Soil organic matter (SOM) is heterogeneous in structure and has been considered to consist of various pools with different intrinsic turnover rates. Although those pools have been conceptually ...expressed in models and analyzed according to soil physical and chemical properties, separation of SOM into component pools is still challenging. In this study, we conducted inverse analyses with data from a long-term (385 days) incubation experiment with two types of soil (from plant interspace and from underneath plants) to deconvolute soil carbon (C) efflux into different source pools.
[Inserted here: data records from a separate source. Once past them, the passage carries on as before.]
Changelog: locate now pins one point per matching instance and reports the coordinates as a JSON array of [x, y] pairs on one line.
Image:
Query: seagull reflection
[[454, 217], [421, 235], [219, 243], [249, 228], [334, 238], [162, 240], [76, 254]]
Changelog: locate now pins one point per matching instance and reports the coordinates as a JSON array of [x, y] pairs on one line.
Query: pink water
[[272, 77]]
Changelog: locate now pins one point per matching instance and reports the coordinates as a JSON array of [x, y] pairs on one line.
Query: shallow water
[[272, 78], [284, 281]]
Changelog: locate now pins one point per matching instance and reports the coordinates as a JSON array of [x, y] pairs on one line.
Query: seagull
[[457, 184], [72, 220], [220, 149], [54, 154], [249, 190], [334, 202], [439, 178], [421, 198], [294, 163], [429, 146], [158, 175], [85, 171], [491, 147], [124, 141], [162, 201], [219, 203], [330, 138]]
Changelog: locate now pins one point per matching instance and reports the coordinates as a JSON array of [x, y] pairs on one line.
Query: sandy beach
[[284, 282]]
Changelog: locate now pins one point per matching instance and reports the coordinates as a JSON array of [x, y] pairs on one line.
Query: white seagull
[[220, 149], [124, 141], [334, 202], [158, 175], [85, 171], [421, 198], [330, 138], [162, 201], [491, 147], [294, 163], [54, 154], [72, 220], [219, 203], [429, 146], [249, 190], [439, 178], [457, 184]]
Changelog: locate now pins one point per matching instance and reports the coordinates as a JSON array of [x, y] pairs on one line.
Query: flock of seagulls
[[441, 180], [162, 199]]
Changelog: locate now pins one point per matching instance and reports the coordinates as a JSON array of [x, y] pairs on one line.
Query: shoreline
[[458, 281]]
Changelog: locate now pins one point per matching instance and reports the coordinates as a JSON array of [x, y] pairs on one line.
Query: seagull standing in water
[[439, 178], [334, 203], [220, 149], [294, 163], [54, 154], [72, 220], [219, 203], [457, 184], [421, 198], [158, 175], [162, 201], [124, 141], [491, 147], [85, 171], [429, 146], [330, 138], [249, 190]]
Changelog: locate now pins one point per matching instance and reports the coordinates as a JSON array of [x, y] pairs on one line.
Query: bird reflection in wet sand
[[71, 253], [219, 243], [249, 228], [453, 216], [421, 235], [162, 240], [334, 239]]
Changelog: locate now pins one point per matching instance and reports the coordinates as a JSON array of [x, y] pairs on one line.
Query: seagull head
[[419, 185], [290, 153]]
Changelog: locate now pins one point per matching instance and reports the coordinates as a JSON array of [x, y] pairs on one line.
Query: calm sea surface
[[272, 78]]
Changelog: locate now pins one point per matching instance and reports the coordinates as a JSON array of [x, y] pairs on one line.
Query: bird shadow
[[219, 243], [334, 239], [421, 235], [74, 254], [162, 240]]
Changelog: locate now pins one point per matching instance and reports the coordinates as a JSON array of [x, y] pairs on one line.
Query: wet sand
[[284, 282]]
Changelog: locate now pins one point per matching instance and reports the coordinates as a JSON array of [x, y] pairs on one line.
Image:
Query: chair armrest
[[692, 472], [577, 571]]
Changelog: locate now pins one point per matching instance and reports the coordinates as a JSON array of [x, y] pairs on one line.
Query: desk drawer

We analyzed the two datasets with one-, two- and three-pool models and used probability density functions as a criterion to judge the best model to fit the datasets. Our results indicated that soil C release trajectories over the 385 days of the incubation study were best modeled with a two-pool C model. For both soil types, released C within the first 10 days of the incubation study originated from the labile pool. Decomposition of C in the recalcitrant pool was modeled to contribute to the total CO 2 efflux by 9—11 % at the beginning of the incubation. At the end of the experiment, 75—85 % of the initial soil organic carbon (SOC) was modeled to be released over the incubation period. Our modeling analysis also indicated that the labile C-pool in the soil underneath plants was larger than that in soil from interspace. This deconvolution analysis was based on information contained in incubation data to separate carbon pools and can facilitate integration of results from incubation experiments into ecosystem models with improved parameterization.